Question

How do you find the derivative of y = \[{{e}^{ex}}\ln (x)\]?

Answer 1

Hint: To solve the above given question we will be using the multiplication rule as we can see that y consists of two consecutive functions i.e. f(x) = g(x) h(x) and to solve this type of functions we can use the multiplication property of derivatives.

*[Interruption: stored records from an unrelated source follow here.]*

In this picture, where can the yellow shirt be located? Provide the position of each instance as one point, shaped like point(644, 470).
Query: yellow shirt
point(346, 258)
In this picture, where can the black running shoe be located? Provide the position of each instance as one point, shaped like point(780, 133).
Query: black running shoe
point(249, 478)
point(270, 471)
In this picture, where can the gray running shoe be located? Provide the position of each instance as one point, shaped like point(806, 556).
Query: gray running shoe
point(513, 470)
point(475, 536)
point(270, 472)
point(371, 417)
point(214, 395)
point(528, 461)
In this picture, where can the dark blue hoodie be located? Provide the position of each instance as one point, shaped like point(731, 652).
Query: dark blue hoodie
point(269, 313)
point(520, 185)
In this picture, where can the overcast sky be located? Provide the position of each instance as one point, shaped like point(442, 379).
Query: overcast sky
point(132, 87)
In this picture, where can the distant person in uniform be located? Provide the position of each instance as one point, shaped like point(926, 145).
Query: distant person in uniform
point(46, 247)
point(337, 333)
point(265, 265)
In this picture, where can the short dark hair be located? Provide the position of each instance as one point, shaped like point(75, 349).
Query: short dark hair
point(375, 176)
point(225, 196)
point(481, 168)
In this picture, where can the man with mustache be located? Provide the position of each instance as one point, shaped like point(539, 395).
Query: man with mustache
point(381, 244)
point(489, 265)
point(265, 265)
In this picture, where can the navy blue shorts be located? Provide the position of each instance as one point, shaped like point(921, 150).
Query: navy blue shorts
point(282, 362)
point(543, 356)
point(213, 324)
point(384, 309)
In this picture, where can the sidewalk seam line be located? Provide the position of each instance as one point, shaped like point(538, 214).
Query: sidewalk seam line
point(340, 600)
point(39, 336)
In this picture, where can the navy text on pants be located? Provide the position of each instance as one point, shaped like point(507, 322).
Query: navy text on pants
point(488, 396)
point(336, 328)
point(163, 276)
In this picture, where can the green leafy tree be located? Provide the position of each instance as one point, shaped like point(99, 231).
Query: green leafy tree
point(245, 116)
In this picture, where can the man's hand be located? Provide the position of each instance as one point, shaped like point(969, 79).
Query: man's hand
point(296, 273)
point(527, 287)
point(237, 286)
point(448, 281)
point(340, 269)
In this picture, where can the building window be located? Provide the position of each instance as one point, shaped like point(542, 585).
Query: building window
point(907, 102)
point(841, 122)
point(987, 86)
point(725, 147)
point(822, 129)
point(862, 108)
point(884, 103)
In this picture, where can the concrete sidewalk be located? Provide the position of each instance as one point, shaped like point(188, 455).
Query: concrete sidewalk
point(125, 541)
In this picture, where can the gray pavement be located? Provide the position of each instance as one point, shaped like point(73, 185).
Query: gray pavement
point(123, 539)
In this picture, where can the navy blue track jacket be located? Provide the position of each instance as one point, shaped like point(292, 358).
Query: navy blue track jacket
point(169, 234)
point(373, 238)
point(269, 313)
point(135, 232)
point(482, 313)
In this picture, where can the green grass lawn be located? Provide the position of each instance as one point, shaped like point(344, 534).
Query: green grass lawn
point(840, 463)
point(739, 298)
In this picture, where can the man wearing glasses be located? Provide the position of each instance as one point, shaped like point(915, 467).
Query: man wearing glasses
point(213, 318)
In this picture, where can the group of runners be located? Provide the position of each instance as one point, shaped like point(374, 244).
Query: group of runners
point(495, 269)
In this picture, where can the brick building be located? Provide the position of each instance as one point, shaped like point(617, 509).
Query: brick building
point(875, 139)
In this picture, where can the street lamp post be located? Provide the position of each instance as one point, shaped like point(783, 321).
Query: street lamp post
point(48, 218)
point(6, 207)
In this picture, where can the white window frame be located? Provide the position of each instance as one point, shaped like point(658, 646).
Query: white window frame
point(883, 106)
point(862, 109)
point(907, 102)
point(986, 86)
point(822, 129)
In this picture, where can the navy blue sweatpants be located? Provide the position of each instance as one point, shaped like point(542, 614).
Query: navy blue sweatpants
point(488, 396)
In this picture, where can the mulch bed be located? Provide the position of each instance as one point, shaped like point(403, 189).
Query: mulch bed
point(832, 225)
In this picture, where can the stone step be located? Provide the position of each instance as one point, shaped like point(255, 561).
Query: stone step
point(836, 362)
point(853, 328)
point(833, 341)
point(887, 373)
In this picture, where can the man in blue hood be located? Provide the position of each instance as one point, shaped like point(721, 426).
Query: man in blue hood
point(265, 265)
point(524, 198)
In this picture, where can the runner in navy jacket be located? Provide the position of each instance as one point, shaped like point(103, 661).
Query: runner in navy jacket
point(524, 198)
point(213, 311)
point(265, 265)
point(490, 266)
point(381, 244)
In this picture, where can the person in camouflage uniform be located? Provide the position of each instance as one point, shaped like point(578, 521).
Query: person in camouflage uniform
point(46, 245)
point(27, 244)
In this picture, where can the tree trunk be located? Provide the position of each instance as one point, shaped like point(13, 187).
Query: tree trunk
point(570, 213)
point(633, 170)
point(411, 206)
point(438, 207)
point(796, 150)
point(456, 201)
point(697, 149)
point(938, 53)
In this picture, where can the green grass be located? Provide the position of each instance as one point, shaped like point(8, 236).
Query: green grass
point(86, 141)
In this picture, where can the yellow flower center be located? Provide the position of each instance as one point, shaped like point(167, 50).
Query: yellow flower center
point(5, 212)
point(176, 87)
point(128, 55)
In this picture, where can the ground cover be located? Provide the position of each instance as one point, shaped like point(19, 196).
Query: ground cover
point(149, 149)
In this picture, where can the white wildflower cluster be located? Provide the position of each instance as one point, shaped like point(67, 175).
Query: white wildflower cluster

Complete step by step solution:
Let us say y = f(x)
Now with the use of multiplication rule, in which it is, clearly stated that,
If f(x) = g(x) h(x)
Then f’(x) = g’(x) h(x) + g(x) h’(x)…….. (1)
Where
⇒ f’(x) = \[\dfrac{df}{dx}\] ( this defines the derivative of f(x))
⇒g’(x) = \[\dfrac{dg}{dx}\] (this defines the derivative of g(x))
⇒h’(x) = \[\dfrac{dh}{dx}\] (this defines the derivative of h(x))
So in the question that is stated above, the values that are required to solve the question are stated as under:
⇒f(x) = \[{{e}^{ex}}\ln (x)\]
⇒g(x) = \[{{e}^{ex}}\]
⇒h(x) = ln(x)
Now, to calculate the derivative of the functions we will have to know the derivative of some values: So, those values for which derivatives are required are stated as below:
Differentiation of \[{{e}^{ax}}=\text{ }a{{e}^{ax}}\]
Differentiation of ln(x) = \[\dfrac{1}{x}\]
By using all the above stated property and then applying it in those functions for which we need differentiated value and then substituting it in equation (1) we can get:
⇒f’(x) = \[e{{e}^{ex}}\ln (x)\]+ \[\dfrac{e{{e}^{ex}}}{x}\]
So, after substituting the derivatives of function in equation (1) we can clearly say that the derivative of
y = \[{{e}^{ex}}\ln (x)\] is \[e{{e}^{ex}}\ln (x)\]+ \[\dfrac{e{{e}^{ex}}}{x}\]

Note:
The point where mistakes are generally made is to how the multiplication rule should be applied. We can apply the multiplication rule in the format F(x) = g(x)h(x)c(x) which will give this required derivative of the function as F’(x) = g’(x)h(x)c(x) + g(x)h’(x)c(x) + g(x)h(x)c’(x)
In the above mentioned method there were three functions, which needed to be solved so, we first differentiate the 1st function and then leave the 2nd and 3rd function as it is and then we differentiate the 2nd function and leave the 1st and 3rd function as it is and then for the last part we differentiate the 3rd function and leave the 1st and 2nd function as it is. In the multiplication rule for each part we will differentiate only 1 function in ascending order and leave the remaining functions as it is. We will not differentiate those functions which we have already differentiated before.